Viyana tarihe kuşatması ile de adını duyuran bir şehir.
Her noktasında binaları ile tarihi yansıtmaya devam ediyor.
Opera ve balesi, park ve bahçeleri, sarayları ile her noktası gezilip görülmeye değer bir şehirdir.
İstanbul Viyana uçuşu 2 saat civarında sürmektedir.
Bu şehre kışın ve bahar aylarında farklı zamanlarda birkaç kez gitmenizi önereceğim.

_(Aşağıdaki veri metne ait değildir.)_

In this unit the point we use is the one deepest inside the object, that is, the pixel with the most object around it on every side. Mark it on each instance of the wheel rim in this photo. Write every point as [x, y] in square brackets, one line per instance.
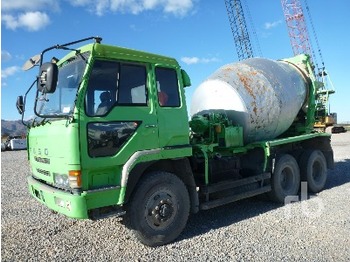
[160, 210]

Viyana ortasından geçen Ren nehri üzerinden, nehir turist gemileri Avrupa’nın farklı rotalarına geziler düzenleniyor.
Bu rotanın keyfi de bir başkadır.
Gezmeyi, seyahat edip yeni yerler keşfetmeyi seviyorsanız 40’dan Sonra Gidilen Yerler: İtalya ve Güney İsviçre yazımızı da okumanızı önereceğiz.

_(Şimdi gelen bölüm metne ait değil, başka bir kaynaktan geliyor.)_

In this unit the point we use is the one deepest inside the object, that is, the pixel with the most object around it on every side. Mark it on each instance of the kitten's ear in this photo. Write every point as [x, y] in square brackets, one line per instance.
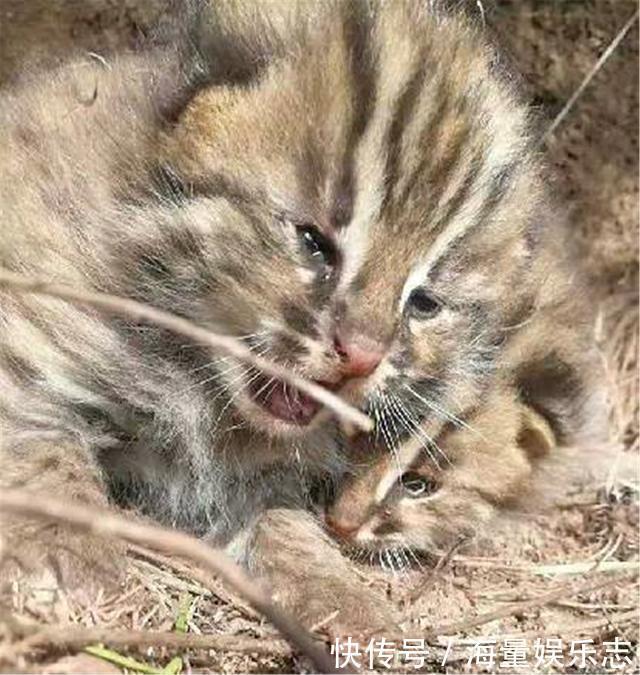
[535, 435]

Seyahat sürenizi uzatarak her iki rotayı birleştirebilirsiniz.
Seyahatinizi planlarken Turizm Çeşidi: Türkiye ve Öno Turizm yazımızı da okumanızı öneririm.
Viyana’da Müzik
Ama öncelikle Viyana gezilmeli diye düşünüyorum.

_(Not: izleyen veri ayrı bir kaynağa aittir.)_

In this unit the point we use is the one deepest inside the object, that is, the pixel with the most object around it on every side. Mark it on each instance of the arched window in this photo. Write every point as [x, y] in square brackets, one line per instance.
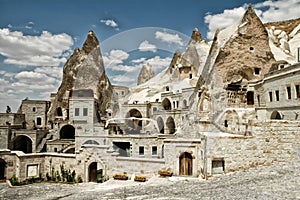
[171, 125]
[67, 132]
[161, 126]
[166, 104]
[22, 143]
[276, 115]
[59, 111]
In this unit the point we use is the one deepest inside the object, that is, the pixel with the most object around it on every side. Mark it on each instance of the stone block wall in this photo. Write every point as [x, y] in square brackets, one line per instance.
[272, 141]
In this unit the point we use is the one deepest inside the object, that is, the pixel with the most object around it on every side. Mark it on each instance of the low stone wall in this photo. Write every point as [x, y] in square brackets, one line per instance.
[272, 141]
[138, 166]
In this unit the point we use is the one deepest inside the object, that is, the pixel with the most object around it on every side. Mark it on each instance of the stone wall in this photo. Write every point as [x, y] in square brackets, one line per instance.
[272, 141]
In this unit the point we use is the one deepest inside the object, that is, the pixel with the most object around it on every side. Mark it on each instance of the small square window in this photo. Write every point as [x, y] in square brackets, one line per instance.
[76, 111]
[297, 88]
[85, 111]
[270, 96]
[154, 150]
[141, 151]
[288, 91]
[277, 95]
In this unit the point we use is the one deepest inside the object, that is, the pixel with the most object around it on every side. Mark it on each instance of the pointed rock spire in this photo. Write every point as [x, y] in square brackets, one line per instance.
[146, 74]
[196, 36]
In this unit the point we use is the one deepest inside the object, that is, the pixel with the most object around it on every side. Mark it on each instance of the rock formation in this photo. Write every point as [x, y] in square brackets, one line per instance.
[83, 70]
[146, 74]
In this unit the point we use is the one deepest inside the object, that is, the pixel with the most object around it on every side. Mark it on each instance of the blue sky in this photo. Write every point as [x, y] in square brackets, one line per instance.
[37, 37]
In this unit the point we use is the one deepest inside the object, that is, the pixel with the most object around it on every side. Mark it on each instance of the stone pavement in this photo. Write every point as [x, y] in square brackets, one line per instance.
[279, 181]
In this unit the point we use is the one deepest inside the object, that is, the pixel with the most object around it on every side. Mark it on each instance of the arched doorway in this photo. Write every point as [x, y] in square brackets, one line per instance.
[134, 125]
[67, 132]
[186, 164]
[171, 125]
[161, 126]
[22, 143]
[93, 172]
[276, 115]
[166, 104]
[59, 112]
[2, 169]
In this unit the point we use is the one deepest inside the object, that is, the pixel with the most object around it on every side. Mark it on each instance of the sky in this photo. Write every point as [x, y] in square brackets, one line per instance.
[38, 36]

Bu şehre gidip de bir opera izlemeyi de ihmal etmemelisiniz.
Viyana opera house oldukça görkemlidir.
Biletinizi önceden almalısınız.
Şayet almadıysanız, gündüz saatlerinde önünde biraz farklı fiyatla da olsa bilet satanlarla karşılaşırsınız.
Pazarlık etmeyi ihmal etmeyin.
Avrupa şehirlerinde pazarlık olmasa da bu biletleri satanlar ile yapmak gerekir.
Şehrin farklı noktalarında klasik müzik dinleye bileceğiniz yerler de var.
Ayrıca Hofburg sarayı, Belvedere ve Schönbrunn saray ve bahçesini de gezmenizi öneririz.
Tabii ki, bu şehre gelip de Wollzeile Figlmüller‘de https://figlmueller.at/en/wollzeile/ Şnitzel yemeyi de ihmal etmeyin.
Bunlardan birisi de Mozart House’dur.
Viyana operasından sonra akşam çıkışta Viyana Cafe’ Oper Wien de güzel bir kahve eşliğinde pasta yemenizi öneririm.
Bu pastalardan hiç kilo alacağım diye korkmanıza gerek yoktur.
Kullanılan şeker ve krema yediğinizde fark edeceksiniz az tatlı ve doğal hissediyorsunuz.
Bu seyahatimde 6 gün boyunca pasta yememe rağmen kilo almadım.
Otel seçiminizi merkezi bir yerde ve Metro istasyonuna yakın olmasına dikkat etmenizi öneririm.
Gitmeden önce https://www.booking.com/ internet adresinden otel odanızı satın almak iyi bir fikir oluyor.
Seyahatinizin önemli bir ücretini oluşturan otel ve ulaşımı gitmeden önce ödemek, bütçe ve seyahat planlaması açısından iyi oluyor.
Viyana küçük bir şehir olması sebebi ile her yere çoğunlukla yürüyerek gittim.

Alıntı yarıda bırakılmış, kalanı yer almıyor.